Fertilizing is a crucial step in growing Citron trees. It provides essential nutrients that the tree needs to thrive and produce healthy, abundant fruit. Choose a balanced fertilizer specifically designed for citrus trees. Look for one with equal amounts of nitrogen, phosphorus, and potassium (NPK). When applying the fertilizer, spread it evenly around the tree base, avoiding direct contact with the trunk. It’s important to fertilize regularly throughout the growing season, typically starting in early spring and continuing until late summer.

Pruning and Training

When it comes to pruning, start by removing any dead or diseased branches. This will improve the overall tree appearance and also prevent potential diseases from spreading. It’s important to prune carefully, making clean cuts just above a bud or lateral branch.

Training your Citron tree involves shaping its growth in a specific way. This can be done by selectively pruning certain branches to encourage upward growth or create an open-center structure. The goal is to achieve a well-balanced canopy that allows sunlight and air circulation throughout the entire tree.

Pest and Disease Management

By following the right strategies, you can protect your plant from potential damage and ensure its healthy growth. One common pest that affects Citron trees is aphids. These insects feed on the sap of the leaves, causing them to turn yellow. To control aphids, you can use natural remedies like neem oil or insecticidal soap. Another pest to watch out for is citrus leaf miner.

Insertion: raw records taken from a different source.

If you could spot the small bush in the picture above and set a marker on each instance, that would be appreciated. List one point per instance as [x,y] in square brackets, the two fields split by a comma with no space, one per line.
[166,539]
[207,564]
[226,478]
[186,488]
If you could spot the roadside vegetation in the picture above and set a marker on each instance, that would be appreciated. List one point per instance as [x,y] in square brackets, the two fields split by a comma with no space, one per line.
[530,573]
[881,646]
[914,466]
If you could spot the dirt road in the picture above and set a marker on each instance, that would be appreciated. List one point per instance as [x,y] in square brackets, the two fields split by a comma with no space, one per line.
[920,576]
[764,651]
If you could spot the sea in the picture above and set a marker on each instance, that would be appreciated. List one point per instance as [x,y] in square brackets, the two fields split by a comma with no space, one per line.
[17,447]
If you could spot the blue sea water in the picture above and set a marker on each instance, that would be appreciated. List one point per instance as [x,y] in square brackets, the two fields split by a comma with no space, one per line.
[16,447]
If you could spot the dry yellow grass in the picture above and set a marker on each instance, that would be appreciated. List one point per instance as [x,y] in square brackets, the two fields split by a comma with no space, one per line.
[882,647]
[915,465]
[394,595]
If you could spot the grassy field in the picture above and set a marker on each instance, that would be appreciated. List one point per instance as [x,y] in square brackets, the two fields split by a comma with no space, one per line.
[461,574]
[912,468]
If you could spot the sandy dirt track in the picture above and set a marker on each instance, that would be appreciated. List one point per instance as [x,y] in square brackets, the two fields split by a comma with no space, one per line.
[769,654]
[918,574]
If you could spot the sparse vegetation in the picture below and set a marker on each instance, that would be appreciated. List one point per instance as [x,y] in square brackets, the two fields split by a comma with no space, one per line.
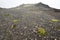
[41,31]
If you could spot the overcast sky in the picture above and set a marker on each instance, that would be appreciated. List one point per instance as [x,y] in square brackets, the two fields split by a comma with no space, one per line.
[14,3]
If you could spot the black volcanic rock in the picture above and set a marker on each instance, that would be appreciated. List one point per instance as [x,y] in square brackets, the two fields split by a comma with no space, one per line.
[21,23]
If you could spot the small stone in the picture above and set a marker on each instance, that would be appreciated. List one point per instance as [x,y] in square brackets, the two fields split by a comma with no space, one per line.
[21,33]
[25,27]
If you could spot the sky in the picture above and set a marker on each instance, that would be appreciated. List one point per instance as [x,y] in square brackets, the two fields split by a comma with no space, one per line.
[14,3]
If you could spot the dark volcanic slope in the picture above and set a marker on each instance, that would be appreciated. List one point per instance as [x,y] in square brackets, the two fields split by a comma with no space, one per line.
[20,23]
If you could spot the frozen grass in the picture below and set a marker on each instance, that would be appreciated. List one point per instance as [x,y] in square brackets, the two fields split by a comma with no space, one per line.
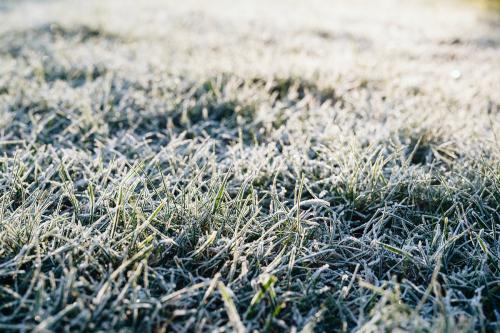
[201,167]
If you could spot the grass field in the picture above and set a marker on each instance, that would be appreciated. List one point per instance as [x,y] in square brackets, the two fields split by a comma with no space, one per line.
[225,166]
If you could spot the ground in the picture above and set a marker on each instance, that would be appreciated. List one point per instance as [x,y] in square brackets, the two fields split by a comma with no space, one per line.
[227,166]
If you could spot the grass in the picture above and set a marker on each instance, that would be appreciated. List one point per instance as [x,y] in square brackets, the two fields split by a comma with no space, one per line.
[164,179]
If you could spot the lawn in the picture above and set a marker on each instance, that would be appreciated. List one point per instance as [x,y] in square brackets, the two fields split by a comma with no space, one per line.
[242,166]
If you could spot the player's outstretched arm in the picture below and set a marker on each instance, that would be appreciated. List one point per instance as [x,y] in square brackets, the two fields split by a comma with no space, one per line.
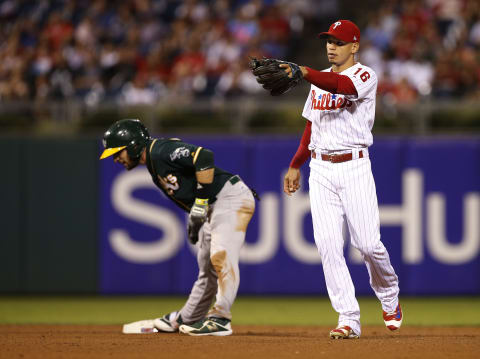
[326,80]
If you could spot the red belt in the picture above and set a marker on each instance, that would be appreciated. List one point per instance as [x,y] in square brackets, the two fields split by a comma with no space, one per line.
[344,157]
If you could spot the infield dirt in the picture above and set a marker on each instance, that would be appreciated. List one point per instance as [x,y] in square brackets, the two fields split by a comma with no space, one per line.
[252,342]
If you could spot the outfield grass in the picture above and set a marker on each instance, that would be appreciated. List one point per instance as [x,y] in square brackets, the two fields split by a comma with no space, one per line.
[424,311]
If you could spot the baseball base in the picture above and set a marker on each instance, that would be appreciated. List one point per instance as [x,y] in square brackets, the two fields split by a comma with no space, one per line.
[140,327]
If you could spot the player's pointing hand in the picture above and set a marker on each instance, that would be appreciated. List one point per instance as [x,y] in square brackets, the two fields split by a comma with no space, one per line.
[291,182]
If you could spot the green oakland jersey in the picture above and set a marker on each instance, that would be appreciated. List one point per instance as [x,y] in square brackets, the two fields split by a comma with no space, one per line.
[171,163]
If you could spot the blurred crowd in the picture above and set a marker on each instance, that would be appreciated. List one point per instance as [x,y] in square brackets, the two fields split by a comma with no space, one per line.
[424,48]
[139,51]
[142,51]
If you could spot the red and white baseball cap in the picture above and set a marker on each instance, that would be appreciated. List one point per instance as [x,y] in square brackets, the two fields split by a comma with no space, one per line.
[344,30]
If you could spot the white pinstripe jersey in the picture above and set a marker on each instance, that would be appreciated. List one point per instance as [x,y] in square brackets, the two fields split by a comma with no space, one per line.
[342,122]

To prevent leaf miner infestations in Citron, it’s important to keep your trees well-maintained by pruning off affected branches and using sticky traps to catch adult moths. Citrus greening disease, also called huanglongbing (HLB), poses a significant threat to Citron trees. To effectively control pests and diseases in your Citron tree, it’s essential to practice good cultural practices such as proper watering techniques, adequate spacing between plants for better air circulation, and regular fertilization with balanced nutrients suitable for citrus trees.

When and How to Harvest

Citron trees typically produce fruit within 3-4 years after planting, so patience is key. The best time to harvest Citron is when the fruit turns a vibrant yellow color. To harvest your Citron, gently twist the fruit from the stem or use sharp pruning shears to cut it off. Be careful not to damage the tree or any surrounding branches while doing so.

Winter Care

As the temperatures drop and the days become shorter, it is essential to provide proper care for your Citron tree during winter. Firstly, protect your Citron tree from frost. Cover it with a frost cloth on nights when temperature levels are expected to dip below freezing. This will help insulate the tree and prevent damage to its delicate leaves and branches.

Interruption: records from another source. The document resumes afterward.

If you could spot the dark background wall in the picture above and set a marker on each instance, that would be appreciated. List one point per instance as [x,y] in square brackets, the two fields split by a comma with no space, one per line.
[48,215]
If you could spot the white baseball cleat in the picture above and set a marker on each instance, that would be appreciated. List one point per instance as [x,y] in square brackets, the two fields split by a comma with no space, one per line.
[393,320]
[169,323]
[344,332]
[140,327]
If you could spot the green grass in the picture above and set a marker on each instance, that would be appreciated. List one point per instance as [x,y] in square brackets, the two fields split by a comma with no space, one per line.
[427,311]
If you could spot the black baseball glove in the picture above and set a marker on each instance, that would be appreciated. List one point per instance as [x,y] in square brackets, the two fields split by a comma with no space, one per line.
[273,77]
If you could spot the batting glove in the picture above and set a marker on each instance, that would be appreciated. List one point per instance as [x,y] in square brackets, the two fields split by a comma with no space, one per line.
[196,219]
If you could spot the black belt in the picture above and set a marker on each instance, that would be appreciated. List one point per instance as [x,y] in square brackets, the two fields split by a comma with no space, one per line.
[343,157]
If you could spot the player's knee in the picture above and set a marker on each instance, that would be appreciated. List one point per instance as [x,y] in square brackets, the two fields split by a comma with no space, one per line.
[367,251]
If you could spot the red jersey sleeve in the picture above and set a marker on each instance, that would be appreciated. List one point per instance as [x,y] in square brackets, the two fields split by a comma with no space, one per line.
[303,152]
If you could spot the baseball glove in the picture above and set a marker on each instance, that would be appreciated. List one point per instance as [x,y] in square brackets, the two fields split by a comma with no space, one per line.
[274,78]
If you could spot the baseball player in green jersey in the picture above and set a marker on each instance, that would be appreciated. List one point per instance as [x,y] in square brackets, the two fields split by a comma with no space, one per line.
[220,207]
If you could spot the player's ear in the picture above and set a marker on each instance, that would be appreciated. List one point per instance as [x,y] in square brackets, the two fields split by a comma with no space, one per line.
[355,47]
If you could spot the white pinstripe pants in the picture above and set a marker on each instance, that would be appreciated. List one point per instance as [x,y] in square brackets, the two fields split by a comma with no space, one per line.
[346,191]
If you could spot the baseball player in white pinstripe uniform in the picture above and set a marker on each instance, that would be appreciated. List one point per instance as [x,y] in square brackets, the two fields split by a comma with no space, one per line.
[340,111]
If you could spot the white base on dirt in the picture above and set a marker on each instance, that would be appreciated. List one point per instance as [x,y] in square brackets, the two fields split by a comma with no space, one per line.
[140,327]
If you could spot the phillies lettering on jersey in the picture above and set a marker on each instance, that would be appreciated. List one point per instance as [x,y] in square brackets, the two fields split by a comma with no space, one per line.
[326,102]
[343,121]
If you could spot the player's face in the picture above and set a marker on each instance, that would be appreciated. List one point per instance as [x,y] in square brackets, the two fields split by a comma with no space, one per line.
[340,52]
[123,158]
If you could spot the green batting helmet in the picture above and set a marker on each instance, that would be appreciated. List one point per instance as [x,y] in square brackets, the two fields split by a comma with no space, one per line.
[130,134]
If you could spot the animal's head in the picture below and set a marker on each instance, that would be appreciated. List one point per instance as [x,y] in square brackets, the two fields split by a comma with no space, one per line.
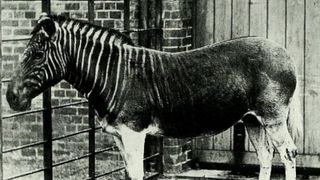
[40,66]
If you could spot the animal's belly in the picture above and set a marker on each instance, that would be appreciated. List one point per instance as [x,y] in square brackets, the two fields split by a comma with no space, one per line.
[180,125]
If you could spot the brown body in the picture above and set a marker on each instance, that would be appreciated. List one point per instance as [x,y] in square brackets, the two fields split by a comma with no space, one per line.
[136,91]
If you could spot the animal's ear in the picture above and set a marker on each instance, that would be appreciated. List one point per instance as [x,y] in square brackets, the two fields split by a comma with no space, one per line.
[46,25]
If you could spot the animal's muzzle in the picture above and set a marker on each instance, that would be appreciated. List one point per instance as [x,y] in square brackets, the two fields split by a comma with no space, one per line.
[16,102]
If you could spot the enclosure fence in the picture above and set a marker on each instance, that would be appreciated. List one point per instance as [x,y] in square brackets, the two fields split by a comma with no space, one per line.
[47,109]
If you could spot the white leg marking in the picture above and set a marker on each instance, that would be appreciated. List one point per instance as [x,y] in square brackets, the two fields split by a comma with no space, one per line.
[131,145]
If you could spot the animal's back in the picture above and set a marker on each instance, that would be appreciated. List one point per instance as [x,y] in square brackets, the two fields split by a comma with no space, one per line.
[212,87]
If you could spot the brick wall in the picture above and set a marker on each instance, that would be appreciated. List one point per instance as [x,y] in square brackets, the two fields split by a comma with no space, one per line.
[177,29]
[18,19]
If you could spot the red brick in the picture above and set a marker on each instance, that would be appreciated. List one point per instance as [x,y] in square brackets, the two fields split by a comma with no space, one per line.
[109,6]
[22,32]
[115,14]
[19,49]
[98,5]
[6,50]
[28,152]
[172,42]
[71,93]
[30,15]
[59,93]
[19,15]
[120,6]
[83,111]
[103,15]
[10,23]
[68,111]
[23,6]
[108,23]
[12,6]
[71,128]
[173,24]
[72,6]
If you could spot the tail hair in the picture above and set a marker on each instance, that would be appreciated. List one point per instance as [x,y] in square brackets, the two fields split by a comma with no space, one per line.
[295,118]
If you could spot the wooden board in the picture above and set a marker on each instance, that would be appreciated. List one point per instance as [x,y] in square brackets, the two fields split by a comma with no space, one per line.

Another important aspect of winter care is watering. Water deeply once every two weeks or so, depending on rainfall levels in your area. Mulching around the tree base can also provide added insulation and moisture retention. Pruning should be done sparingly during winter months, focusing primarily on removing dead or damaged branches. Avoid major pruning until spring, when new growth begins.

Growing in Citron Containers

When choosing a container, opt for one that is large enough to accommodate the root system of your Citron tree. A pot or container with a diameter of at least 18 inches is recommended. Select a potting mix specifically formulated for citrus trees. Place your container in a location that receives six hours of direct sunlight each day.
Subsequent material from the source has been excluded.